As the general election looms large on the horizon, and the days of the current coalition government appear numbered, what are we to make of progress on women’s rights during the last five years of Tory-Liberal Democrat rule?
The question is not a straightforward one to answer. Certainly examples spring to mind of government ministers speaking out about the need to protect “the most vulnerable women” around the world. The high-profile Preventing Sexual Violence Initiative (PSVI) is one such example. Launched by former Foreign Secretary William Hague and Angelina Jolie at the Global Summit to End Sexual Violence in Conflict in London last June, the initiative received widespread media coverage. Supporters argue that it has mobilised significant support and attention in this neglected area, not least the recent opening of a new Centre for Women, Peace and Security at LSE.
The government has also focused attention on ending what it calls ‘the scourge of modern slavery’ – or human trafficking – in the UK. Home Secretary Theresa May’s Modern Slavery Bill, introducing tougher penalties for traffickers, has recently become law, and the first Independent Anti-slavery Commissioner has been appointed.

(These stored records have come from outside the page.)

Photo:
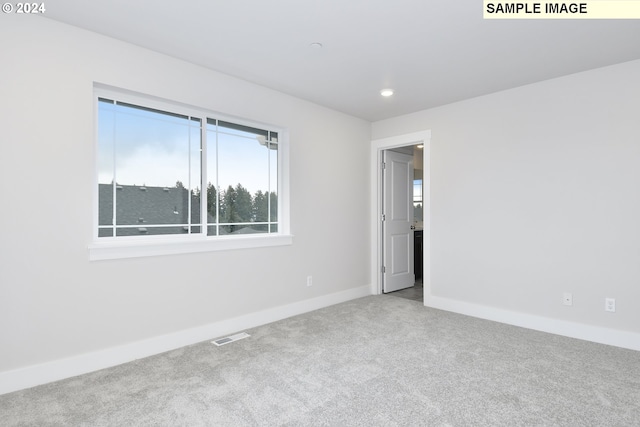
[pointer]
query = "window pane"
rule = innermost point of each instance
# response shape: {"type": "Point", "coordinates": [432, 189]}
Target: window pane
{"type": "Point", "coordinates": [149, 231]}
{"type": "Point", "coordinates": [106, 171]}
{"type": "Point", "coordinates": [149, 162]}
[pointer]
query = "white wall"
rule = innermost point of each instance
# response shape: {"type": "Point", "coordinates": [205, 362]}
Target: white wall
{"type": "Point", "coordinates": [536, 191]}
{"type": "Point", "coordinates": [56, 304]}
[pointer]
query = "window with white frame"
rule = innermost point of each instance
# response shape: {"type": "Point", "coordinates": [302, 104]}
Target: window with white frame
{"type": "Point", "coordinates": [167, 170]}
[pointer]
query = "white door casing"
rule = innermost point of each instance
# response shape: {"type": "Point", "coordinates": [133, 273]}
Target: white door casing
{"type": "Point", "coordinates": [397, 222]}
{"type": "Point", "coordinates": [377, 148]}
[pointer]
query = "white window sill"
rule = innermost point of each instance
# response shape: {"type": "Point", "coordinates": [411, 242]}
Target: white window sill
{"type": "Point", "coordinates": [134, 248]}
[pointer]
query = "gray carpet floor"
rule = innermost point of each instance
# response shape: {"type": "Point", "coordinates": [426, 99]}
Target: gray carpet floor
{"type": "Point", "coordinates": [375, 361]}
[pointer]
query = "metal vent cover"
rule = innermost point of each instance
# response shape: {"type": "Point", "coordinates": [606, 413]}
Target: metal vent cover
{"type": "Point", "coordinates": [231, 338]}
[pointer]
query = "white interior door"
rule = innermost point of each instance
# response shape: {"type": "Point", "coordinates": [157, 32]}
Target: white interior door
{"type": "Point", "coordinates": [397, 221]}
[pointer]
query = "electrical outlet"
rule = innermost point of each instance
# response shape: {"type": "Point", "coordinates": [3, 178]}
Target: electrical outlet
{"type": "Point", "coordinates": [610, 304]}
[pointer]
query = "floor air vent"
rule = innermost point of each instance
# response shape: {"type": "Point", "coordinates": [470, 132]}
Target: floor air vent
{"type": "Point", "coordinates": [232, 338]}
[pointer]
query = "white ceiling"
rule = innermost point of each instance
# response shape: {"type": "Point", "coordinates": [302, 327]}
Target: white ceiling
{"type": "Point", "coordinates": [432, 52]}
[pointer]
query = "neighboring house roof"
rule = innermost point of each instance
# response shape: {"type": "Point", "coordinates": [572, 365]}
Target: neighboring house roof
{"type": "Point", "coordinates": [143, 205]}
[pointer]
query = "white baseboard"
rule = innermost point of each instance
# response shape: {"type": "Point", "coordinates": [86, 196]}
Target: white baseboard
{"type": "Point", "coordinates": [31, 376]}
{"type": "Point", "coordinates": [614, 337]}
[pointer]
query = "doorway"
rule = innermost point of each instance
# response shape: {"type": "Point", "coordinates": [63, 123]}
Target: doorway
{"type": "Point", "coordinates": [377, 190]}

Campaigners and women’s organisations have highlighted shortcomings in both of these measures. At the summit, there were reports that the main events were elitist and restricted to politicians, whilst the voices of African women were literally silenced, with activists being locked out of the events. Organisations working with asylum seekers in the UK have also highlighted the ‘hypocrisy’ of how the UK treats sexual violence survivors who manage to make it to the UK, with their claims being frequently disbelieved, leaving them at risk of being returned to the countries they have fled. The Modern Slavery Bill, meanwhile, has been criticised for doing too little to protect victims and for failing to protect migrant domestic workers.
Despite these criticisms and others which have been made, both policies represent important efforts to address deplorable violations of women’s (and men’s rights). And yet significant limitations remain in the language and framework of abuse and trafficking, which invoke highly gendered and racialised notions of victimhood.

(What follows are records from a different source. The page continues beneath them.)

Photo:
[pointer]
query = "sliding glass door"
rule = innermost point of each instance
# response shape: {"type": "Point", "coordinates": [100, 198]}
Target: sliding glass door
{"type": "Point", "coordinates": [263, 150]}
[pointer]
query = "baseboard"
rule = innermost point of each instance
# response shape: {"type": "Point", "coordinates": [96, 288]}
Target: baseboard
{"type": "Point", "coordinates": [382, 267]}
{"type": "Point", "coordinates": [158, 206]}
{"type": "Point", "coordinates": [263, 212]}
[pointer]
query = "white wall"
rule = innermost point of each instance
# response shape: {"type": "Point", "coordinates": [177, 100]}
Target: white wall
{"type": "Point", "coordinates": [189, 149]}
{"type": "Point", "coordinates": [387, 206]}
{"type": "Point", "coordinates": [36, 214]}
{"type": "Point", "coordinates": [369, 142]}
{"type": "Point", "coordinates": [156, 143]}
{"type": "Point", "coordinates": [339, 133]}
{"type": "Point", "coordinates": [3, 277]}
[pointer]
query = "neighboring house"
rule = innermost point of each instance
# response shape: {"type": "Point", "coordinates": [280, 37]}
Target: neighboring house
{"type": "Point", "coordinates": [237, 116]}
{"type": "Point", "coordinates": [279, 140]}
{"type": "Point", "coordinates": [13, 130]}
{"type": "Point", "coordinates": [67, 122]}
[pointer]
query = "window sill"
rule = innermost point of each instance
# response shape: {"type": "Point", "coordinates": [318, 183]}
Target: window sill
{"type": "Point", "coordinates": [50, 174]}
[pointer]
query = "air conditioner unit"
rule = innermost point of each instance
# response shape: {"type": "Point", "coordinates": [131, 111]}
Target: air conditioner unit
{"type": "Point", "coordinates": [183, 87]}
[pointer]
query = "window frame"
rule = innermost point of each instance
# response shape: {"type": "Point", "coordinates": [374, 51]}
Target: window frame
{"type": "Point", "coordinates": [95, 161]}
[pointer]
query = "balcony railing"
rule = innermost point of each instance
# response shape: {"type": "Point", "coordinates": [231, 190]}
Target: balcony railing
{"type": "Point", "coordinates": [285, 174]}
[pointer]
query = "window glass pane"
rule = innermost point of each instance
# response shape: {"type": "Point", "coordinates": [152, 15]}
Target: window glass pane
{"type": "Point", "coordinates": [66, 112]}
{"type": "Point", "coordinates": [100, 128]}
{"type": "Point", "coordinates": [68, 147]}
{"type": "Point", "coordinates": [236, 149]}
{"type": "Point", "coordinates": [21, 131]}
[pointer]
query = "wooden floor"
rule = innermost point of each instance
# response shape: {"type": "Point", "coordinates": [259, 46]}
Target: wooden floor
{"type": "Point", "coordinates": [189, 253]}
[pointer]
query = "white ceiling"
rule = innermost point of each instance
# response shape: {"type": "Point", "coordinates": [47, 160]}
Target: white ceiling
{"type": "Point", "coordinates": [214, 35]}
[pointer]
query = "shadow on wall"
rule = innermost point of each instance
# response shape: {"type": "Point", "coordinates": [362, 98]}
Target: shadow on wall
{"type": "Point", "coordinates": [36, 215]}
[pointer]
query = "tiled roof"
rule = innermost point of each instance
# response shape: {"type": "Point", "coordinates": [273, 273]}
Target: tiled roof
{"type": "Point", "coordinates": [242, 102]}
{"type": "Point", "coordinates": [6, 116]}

These policies have come at a time when women in the UK have suffered disproportionately from the impact of the government’s self-imposed austerity measures. Analysis done by the Women’s Budget Group has demonstrated how women suffer most from cuts to benefits and public sector job losses. Women’s organisations have been severely affected by funding cuts, leading to closures of domestic violence shelters and organisations working with black and minority ethnic communities, such as Southall Black Sisters, have highlighted how services for these groups have been put at risk. Changes to legal aid eligibility have further increased the vulnerability of domestic violence survivors, many of whom are no longer to obtain legal representation, as argued by the charity Rights of Women who recently brought a legal challenge against the government.
The Fawcett Society has termed this the combined effect of these austerity measures – cuts to jobs, benefits and services on which women depend – ‘the triple jeopardy’ and argues that it is a threat to gender equality in the UK. Prime Minister David Cameron has also been criticised for his handling of the equalities ministry, including his appointment of Nicky Morgan as minister for women (but not equalities, given that she had previously voted against gay marriage legislation).

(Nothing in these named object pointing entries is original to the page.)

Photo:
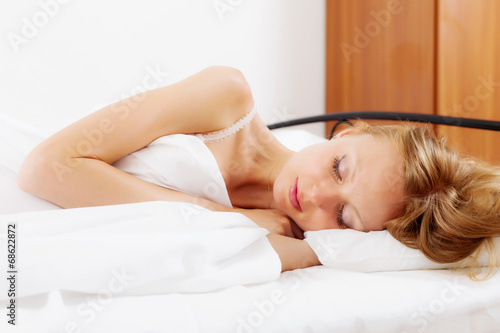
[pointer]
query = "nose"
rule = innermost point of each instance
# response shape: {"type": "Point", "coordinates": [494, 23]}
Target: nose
{"type": "Point", "coordinates": [325, 195]}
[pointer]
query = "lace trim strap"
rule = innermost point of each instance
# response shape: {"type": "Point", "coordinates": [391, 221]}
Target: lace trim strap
{"type": "Point", "coordinates": [227, 132]}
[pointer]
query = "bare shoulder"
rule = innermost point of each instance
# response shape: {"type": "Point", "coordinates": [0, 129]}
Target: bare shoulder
{"type": "Point", "coordinates": [222, 96]}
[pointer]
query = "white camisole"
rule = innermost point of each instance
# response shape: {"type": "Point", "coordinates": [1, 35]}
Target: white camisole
{"type": "Point", "coordinates": [183, 162]}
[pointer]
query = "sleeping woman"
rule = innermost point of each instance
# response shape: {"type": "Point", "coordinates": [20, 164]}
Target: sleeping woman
{"type": "Point", "coordinates": [398, 178]}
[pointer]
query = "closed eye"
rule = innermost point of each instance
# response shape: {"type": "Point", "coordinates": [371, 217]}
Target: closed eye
{"type": "Point", "coordinates": [336, 164]}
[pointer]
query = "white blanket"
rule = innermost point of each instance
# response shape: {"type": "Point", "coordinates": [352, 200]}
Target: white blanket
{"type": "Point", "coordinates": [153, 248]}
{"type": "Point", "coordinates": [158, 267]}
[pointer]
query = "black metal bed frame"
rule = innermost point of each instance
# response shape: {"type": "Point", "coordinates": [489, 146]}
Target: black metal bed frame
{"type": "Point", "coordinates": [341, 117]}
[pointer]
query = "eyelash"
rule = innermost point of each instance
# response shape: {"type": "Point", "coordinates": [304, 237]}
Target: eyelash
{"type": "Point", "coordinates": [336, 172]}
{"type": "Point", "coordinates": [336, 162]}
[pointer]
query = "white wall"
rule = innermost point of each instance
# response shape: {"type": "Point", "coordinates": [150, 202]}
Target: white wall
{"type": "Point", "coordinates": [62, 59]}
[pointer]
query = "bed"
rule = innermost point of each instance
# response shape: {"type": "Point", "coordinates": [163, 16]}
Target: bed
{"type": "Point", "coordinates": [123, 269]}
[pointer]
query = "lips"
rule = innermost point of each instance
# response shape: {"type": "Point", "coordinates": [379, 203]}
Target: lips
{"type": "Point", "coordinates": [294, 200]}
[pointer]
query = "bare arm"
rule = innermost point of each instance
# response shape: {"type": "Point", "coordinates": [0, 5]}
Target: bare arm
{"type": "Point", "coordinates": [294, 253]}
{"type": "Point", "coordinates": [73, 167]}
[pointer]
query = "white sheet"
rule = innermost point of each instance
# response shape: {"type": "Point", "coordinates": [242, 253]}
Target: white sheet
{"type": "Point", "coordinates": [317, 299]}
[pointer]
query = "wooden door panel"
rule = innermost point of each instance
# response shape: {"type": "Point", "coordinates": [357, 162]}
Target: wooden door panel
{"type": "Point", "coordinates": [469, 72]}
{"type": "Point", "coordinates": [380, 56]}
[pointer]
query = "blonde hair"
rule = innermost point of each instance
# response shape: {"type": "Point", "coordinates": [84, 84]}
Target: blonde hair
{"type": "Point", "coordinates": [452, 206]}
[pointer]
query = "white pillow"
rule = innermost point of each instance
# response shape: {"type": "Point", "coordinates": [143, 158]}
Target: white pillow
{"type": "Point", "coordinates": [371, 251]}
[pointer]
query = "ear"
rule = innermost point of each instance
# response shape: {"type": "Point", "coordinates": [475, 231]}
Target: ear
{"type": "Point", "coordinates": [344, 132]}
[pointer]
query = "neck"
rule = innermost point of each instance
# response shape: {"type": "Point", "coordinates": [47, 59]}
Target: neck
{"type": "Point", "coordinates": [254, 190]}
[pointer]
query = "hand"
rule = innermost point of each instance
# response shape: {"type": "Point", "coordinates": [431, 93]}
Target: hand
{"type": "Point", "coordinates": [273, 220]}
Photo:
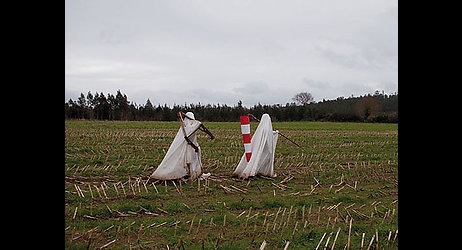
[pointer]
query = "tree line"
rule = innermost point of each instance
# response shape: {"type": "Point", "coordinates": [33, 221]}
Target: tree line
{"type": "Point", "coordinates": [376, 107]}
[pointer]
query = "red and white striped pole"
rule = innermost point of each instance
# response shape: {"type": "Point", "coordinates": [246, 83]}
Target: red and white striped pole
{"type": "Point", "coordinates": [245, 129]}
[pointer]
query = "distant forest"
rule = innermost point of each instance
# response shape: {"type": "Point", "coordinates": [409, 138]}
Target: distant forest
{"type": "Point", "coordinates": [376, 107]}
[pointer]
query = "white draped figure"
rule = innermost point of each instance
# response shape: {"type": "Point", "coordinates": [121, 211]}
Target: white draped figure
{"type": "Point", "coordinates": [183, 158]}
{"type": "Point", "coordinates": [263, 145]}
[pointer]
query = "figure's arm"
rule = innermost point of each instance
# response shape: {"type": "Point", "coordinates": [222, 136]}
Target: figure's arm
{"type": "Point", "coordinates": [180, 115]}
{"type": "Point", "coordinates": [204, 129]}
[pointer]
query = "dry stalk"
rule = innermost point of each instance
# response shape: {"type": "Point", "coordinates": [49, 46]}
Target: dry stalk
{"type": "Point", "coordinates": [320, 241]}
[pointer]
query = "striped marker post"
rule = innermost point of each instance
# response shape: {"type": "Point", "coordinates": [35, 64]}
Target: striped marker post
{"type": "Point", "coordinates": [245, 129]}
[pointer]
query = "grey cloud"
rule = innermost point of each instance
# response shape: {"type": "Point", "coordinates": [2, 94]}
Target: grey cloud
{"type": "Point", "coordinates": [225, 51]}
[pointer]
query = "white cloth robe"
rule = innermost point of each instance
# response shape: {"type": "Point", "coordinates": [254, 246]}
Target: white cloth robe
{"type": "Point", "coordinates": [263, 145]}
{"type": "Point", "coordinates": [181, 159]}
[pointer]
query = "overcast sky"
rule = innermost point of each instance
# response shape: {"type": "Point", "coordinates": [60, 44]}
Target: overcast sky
{"type": "Point", "coordinates": [223, 51]}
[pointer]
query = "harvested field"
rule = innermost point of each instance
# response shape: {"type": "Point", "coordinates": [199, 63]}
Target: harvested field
{"type": "Point", "coordinates": [340, 191]}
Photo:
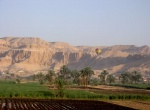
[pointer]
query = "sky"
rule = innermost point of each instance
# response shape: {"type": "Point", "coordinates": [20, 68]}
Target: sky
{"type": "Point", "coordinates": [78, 22]}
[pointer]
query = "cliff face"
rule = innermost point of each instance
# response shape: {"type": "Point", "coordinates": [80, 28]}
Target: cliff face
{"type": "Point", "coordinates": [34, 54]}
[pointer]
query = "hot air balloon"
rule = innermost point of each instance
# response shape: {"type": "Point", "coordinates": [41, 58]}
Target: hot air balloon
{"type": "Point", "coordinates": [98, 51]}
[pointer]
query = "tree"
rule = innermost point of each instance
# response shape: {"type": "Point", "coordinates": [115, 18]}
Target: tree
{"type": "Point", "coordinates": [125, 77]}
{"type": "Point", "coordinates": [40, 76]}
{"type": "Point", "coordinates": [75, 74]}
{"type": "Point", "coordinates": [50, 76]}
{"type": "Point", "coordinates": [110, 78]}
{"type": "Point", "coordinates": [86, 74]}
{"type": "Point", "coordinates": [60, 87]}
{"type": "Point", "coordinates": [18, 80]}
{"type": "Point", "coordinates": [64, 73]}
{"type": "Point", "coordinates": [102, 76]}
{"type": "Point", "coordinates": [135, 76]}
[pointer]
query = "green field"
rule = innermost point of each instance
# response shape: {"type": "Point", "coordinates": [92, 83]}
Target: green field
{"type": "Point", "coordinates": [10, 89]}
{"type": "Point", "coordinates": [30, 90]}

Taken together, these decisions seriously undermine the coalition government’s commitment to women’s human rights and gender equality – and financial support for organizations working to achieve this. A report published by the Joint Committee on Human Rights in February accused the government of a double standard in the way it treats violence against women and girls in the UK compared to international development funding priorities, for example. Whilst gender-based violence has become a key pillar of the UK government’s strategy abroad and anti-trafficking legislation has been introduced at home, those women most impacted by austerity have been put at risk of poverty and violence. These structural and insidious violations of women’s rights to an adequate standard of living, to protection from violence and to access to justice have not just been ignored by the coalition government, they are a direct result of policies introduced during the last five years. Whichever political party (or combination of parties) forms the new government in May, they will have their work cut out to ensure women’s rights are protected amidst the ongoing climate of austerity politics; the challenge for campaigners remains to ensure the government is held accountable for all violations of women’s human rights, not just those which make good headlines.